No outro dia, ao almoço, no museu, chegou-se a essa conclusão (fantástica!) de que isso de deixar a cozinha para arrumar de um dia para outro "por favor, é um nojo"! Por causa disso, deixei hoje o Damisch aqui ao lado (com o fabuloso título "L'Amour m'expose") e agora tenho as mãos a cheirar a lixívia. Por causa disso compreendo Virginia Wolf. Por causa disso passo muitas horas de almoço calada e faço bem. Por causa disso, às vezes, dá-me uns ataques de superioridade, de arrogância. Que isso, de deixar a cozinha por arrumar, a loiça no lava loiças... Ai, ai.

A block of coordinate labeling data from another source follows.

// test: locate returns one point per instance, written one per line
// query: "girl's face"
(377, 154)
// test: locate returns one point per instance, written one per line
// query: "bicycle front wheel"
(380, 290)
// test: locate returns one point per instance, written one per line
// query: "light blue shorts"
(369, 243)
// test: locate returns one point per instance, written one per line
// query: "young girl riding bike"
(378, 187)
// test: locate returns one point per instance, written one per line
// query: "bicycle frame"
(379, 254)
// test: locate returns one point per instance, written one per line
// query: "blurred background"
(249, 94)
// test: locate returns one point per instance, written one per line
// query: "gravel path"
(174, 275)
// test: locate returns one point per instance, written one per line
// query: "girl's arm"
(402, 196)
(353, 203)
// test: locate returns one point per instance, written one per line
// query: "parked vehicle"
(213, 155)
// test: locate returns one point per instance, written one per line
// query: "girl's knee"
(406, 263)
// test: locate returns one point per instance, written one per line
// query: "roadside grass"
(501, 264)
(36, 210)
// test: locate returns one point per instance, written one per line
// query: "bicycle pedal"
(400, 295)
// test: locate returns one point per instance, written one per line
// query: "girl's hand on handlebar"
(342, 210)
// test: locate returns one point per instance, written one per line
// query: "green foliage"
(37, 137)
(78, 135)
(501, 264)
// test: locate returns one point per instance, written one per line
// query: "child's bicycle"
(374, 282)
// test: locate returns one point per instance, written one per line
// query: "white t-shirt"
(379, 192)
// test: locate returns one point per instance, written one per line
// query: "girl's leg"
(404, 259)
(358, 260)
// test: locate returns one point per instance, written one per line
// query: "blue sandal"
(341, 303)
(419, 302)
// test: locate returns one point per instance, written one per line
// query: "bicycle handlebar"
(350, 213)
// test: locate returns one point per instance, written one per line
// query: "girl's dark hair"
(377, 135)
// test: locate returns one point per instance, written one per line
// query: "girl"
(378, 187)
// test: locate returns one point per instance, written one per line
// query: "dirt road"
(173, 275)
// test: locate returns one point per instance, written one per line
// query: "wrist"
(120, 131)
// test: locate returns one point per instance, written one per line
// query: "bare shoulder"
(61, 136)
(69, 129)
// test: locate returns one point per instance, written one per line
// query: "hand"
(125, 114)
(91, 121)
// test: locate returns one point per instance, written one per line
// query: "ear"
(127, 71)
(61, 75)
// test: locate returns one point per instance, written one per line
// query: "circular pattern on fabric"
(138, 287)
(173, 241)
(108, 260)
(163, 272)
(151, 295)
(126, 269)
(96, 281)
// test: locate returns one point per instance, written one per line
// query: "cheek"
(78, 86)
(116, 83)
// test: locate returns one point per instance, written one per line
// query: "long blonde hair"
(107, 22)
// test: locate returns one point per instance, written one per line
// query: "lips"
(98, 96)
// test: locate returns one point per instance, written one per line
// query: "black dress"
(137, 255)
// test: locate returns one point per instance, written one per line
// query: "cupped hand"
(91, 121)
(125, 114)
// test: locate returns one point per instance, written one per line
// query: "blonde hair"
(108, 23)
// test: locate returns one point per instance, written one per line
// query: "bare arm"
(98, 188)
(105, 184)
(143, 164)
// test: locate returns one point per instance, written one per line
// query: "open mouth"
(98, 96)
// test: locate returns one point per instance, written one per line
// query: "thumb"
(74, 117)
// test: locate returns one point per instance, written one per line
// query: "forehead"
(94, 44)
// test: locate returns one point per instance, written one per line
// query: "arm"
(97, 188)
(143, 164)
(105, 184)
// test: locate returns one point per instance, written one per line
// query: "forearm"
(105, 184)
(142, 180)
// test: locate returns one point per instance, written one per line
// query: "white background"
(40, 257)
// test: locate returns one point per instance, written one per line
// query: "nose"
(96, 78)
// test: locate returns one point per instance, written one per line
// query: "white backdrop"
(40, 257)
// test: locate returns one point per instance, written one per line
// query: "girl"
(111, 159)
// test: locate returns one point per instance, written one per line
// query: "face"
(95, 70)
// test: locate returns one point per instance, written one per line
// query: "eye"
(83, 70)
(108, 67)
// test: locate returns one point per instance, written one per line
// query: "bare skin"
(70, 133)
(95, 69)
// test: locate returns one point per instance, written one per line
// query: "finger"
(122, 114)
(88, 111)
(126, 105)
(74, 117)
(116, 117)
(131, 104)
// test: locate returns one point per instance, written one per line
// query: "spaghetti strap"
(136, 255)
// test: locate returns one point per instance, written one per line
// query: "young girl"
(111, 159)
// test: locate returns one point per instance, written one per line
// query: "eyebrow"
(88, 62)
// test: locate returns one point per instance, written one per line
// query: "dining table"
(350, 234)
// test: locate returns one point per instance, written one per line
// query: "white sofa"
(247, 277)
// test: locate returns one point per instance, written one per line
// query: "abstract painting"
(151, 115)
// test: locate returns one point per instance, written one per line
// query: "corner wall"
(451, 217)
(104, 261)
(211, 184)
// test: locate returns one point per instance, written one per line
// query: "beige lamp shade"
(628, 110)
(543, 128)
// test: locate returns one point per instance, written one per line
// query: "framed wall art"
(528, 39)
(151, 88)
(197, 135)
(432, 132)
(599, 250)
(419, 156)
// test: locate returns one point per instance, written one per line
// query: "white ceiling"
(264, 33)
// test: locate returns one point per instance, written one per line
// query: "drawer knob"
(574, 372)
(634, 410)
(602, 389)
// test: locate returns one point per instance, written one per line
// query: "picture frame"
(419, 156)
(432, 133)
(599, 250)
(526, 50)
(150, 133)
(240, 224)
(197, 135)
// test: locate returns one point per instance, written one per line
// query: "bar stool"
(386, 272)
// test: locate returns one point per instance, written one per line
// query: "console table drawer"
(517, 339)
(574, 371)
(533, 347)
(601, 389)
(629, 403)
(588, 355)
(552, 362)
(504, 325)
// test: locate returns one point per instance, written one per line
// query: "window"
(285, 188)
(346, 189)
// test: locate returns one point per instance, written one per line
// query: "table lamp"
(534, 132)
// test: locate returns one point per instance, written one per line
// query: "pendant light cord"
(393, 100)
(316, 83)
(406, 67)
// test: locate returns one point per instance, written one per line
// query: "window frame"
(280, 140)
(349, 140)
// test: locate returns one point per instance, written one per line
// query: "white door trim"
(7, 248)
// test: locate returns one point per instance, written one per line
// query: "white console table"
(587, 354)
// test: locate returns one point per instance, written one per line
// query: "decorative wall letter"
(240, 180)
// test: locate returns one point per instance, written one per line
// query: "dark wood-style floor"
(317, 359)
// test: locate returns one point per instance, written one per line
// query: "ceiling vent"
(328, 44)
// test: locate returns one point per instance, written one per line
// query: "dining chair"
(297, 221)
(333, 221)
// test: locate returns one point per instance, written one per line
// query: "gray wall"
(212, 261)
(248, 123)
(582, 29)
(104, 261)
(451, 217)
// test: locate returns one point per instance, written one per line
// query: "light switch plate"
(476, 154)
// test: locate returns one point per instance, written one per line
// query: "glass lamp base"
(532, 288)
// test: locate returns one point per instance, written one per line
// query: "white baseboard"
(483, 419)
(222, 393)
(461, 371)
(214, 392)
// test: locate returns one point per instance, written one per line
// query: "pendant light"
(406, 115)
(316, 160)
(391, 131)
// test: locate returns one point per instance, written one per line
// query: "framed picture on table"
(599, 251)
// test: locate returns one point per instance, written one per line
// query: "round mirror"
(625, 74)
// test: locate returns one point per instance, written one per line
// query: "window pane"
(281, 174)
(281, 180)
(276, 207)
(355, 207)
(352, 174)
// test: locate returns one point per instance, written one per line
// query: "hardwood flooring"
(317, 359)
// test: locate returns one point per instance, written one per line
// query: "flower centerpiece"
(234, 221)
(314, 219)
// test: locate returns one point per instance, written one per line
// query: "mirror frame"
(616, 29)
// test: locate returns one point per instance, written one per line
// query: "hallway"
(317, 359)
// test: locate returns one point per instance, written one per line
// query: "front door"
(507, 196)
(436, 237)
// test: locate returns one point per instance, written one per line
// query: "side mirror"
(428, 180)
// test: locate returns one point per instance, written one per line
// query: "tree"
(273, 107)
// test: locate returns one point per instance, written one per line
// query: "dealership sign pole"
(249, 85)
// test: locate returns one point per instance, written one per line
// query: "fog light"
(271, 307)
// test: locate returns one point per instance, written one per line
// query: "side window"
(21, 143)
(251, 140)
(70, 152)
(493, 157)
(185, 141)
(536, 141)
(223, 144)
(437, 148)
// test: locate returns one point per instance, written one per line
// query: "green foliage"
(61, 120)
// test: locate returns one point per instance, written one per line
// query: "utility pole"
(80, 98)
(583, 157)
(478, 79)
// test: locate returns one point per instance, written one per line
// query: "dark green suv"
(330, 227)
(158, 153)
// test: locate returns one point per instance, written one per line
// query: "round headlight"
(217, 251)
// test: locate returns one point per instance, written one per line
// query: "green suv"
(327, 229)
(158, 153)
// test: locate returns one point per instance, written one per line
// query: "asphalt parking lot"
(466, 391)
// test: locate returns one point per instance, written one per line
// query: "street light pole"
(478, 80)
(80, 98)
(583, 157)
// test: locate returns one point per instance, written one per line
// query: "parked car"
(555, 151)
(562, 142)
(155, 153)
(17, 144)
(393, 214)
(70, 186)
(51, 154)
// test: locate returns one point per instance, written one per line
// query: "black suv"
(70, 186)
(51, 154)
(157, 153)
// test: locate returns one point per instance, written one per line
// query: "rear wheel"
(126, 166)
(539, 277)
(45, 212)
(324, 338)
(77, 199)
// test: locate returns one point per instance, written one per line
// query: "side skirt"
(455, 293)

Na verdade isso irrita-me. Irrita-me não conseguir ler Damisch em francês e arrumar a loiça na máquina ao mesmo tempo. Irrita-me não conseguir, ao mesmo tempo, trabalhar a tempo inteiro, fazer a tese de mestrado, ser uma excelente dona de casa com a roupa sempre passada e a cozinha arrumada, sair com os amigos, namorar, ir ver as coisas (coisas???) do Alkantara... Mas eu balanço, eu não aguento. Eu não cedo.
A loiça desarrumada é coisa antiga. Antiga demais. Na verdade foi um dos primeiros sinais do divórcio dos meus pais. Deixaram de tratar um do outro. Eu não trato de ti. Tu não tratas de mim. A loiça acumula e eu ali a vê-la crescer na cozinha com azulejos de desenhos verdes, com armários verdes. Cá em casa é igual. Acumula. Acumula-se. Acumulamo-nos. Será algum sinal?
O meu pai irritava-se profundamente com esta minha mania, de não resolver, de não arrumar, de deixar tudo espalhado. De manhã, como sempre à pressa, deixava o púcaro onde aquecia o leite por lavar. O meu pai não suporta isso, mas agora eu já não vivo lá.
Estou a escrever sobre isto. É que na verdade gostava de ser arrumada, na cozinha e na cabeça... Mas é tudo uma confusão... E eu não consigo... Vacilo e dou por mim com o Damisch. Ou então dou por mim aqui a escrever isto. Ou então penso que não consigo arrumar a casa, nem comprar móveis porque tudo é precário e eu não estou preparada para coisas definitivas (é por causa disso que não me pedes em casamento, porque também não estás preparado? Para o definitivo, digo.)
E tenho outros defeitos, que não fazem de mim a mulher perfeita, nem de perto nem de longe: não uso lingerie sexy, não durmo nua, uso óculos quando tiro as lentes (e agora, este maldito cheiro nas mãos).
Vou-me embora. Tentar escrever por outras paragens. Mais úteis, que ninguém lê este blog!